Que ce soit un propos personnel ou un propos professionnel (surtout quand on est chercheur), le risque de la généralisation hâtive nous guette tous.
La question première est de savoir pourquoi nous sommes si souvent tentés de transformer une hypothèse en certitude ? On peut tenter une analogie avec le climat et la météorologie. L’introduction de la notion de température perçue (subjective) par rapport à la température mesurée (objectivée) a renforcé un phénomène que l’on connaît bien : la perception de mon environnement proche tend à m’amener à croire que l’ailleurs, le lointain est identique. Ainsi pour le réchauffement climatique, la perception locale de celui-ci ne peut autoriser à généraliser. Dans la même lignée mais à l’opposé dans le domaine de l’économie, l’on nous explique que les théories économiques sont censées s’appliquer à tous. Or la réalité quotidienne du développement de nos sociétés n’a de cesse que de contrarier les théories généralisantes considérées comme certaines. L’une des explications fournies est la particularité de l’humain : la différence. Comme le disaient les chercheurs qui dans les années 1960 avaient travaillé sur le village de Plozevet (sous la direction d’André Burguière) : nous sommes identiques à 95% mais différents à 5%. Or ce sont ces 5% qui sont importants dans 95% des cas.
En d’autres termes, passer de l’expérience individuelle à la généralisation puis à la théorisation est un exercice à haut risque et qui doit avoir comme principe fondateur l’incertitude, la critique, le doute. Malheureusement il semble bien que notre culture actuelle ait mis au premier rang le besoin de certitudes énoncées, ou plutôt d’affirmations déclarées comme telles, sans forcément qu’on ait le souci de vérifier.
Ce long contournement se veut aussi un cadre de réflexion pour analyser ce que nous observons chaque jour en matière de numérique dès lors que l’on entre dans le domaine micro et qu’on ne se limite pas, on ne se contente pas du méso ou du macro.
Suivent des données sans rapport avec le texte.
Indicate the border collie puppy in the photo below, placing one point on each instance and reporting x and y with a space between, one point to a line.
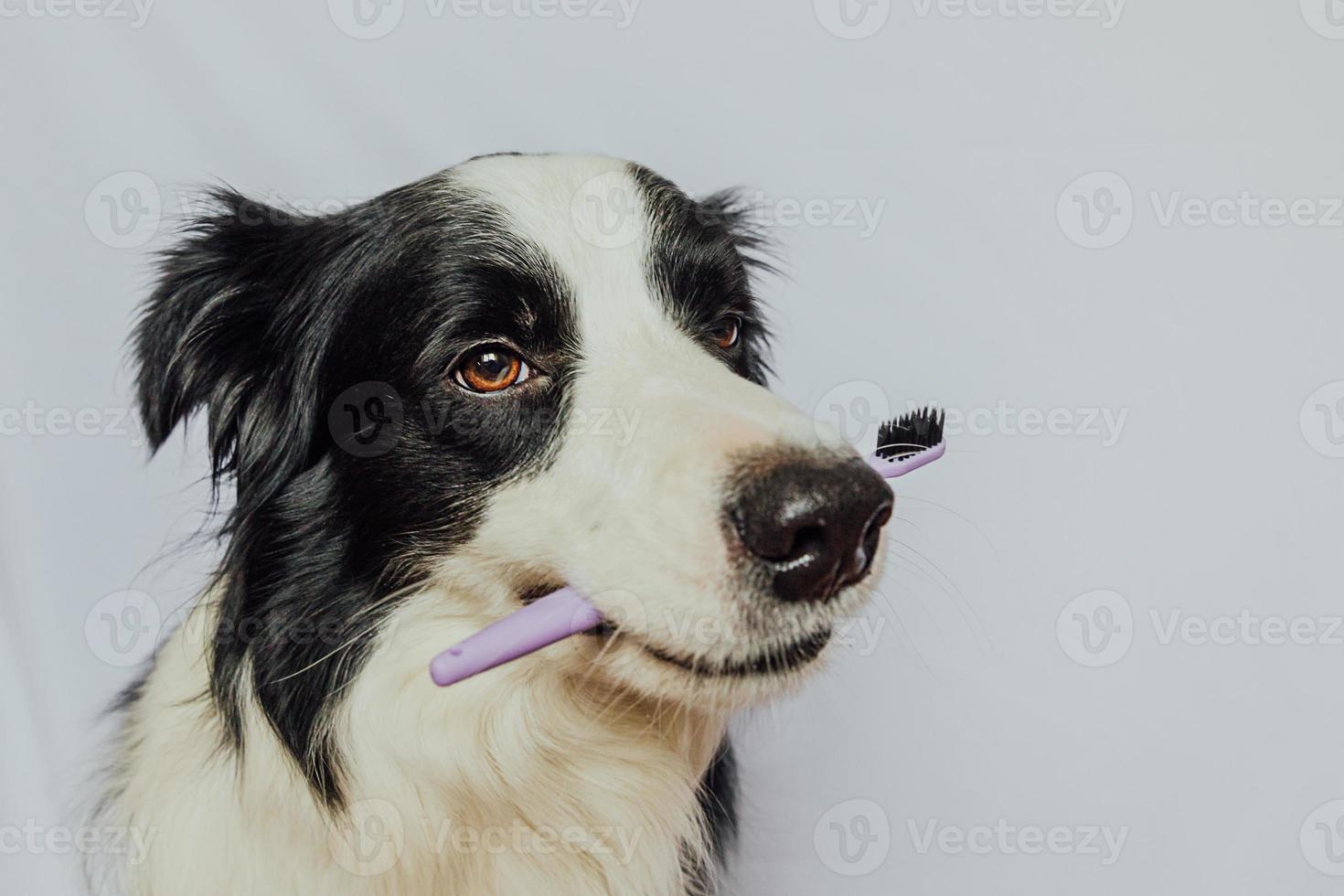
433 407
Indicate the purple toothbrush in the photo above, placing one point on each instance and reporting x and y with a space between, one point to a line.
903 446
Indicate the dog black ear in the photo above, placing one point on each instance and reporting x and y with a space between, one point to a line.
220 334
746 223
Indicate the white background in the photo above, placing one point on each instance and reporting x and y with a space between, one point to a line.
978 288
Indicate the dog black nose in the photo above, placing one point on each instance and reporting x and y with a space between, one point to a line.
814 526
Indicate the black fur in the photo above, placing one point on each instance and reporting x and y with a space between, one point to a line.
299 337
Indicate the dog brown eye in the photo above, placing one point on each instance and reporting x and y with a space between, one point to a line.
728 331
491 368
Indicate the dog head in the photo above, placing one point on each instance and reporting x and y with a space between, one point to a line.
523 371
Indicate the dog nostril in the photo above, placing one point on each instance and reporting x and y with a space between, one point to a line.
869 546
808 540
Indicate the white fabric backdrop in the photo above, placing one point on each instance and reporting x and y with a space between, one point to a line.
966 703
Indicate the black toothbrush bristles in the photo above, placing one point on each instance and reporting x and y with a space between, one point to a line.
910 434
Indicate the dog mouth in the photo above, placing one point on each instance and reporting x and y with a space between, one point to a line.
771 663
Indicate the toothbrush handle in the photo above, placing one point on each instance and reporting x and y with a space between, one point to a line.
539 624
Passer de l’analyse d’un grand plan de distribution de tablettes à ce témoignage d’une enseignante, débutante dans le statut d’enseignant, est éclairant : « Mettons des tablettes partout et nous allons entrer dans l’ère du numérique » d’un côté; de l’autre « on a reçu des tablettes avec un environnement de pilotage vendu par cette grande société du sud-est asiatique à grand renfort de publicités et ça ne marche pas, on ne peut pas l’utiliser comme ils le montrent dans leurs films de présentation ». Et d’ajouter, « notre chef d’établissement avait fièrement annoncé l’arrivée de ces machines et c’est nous, et les élèves, qui devons gérer les dysfonctionnements ».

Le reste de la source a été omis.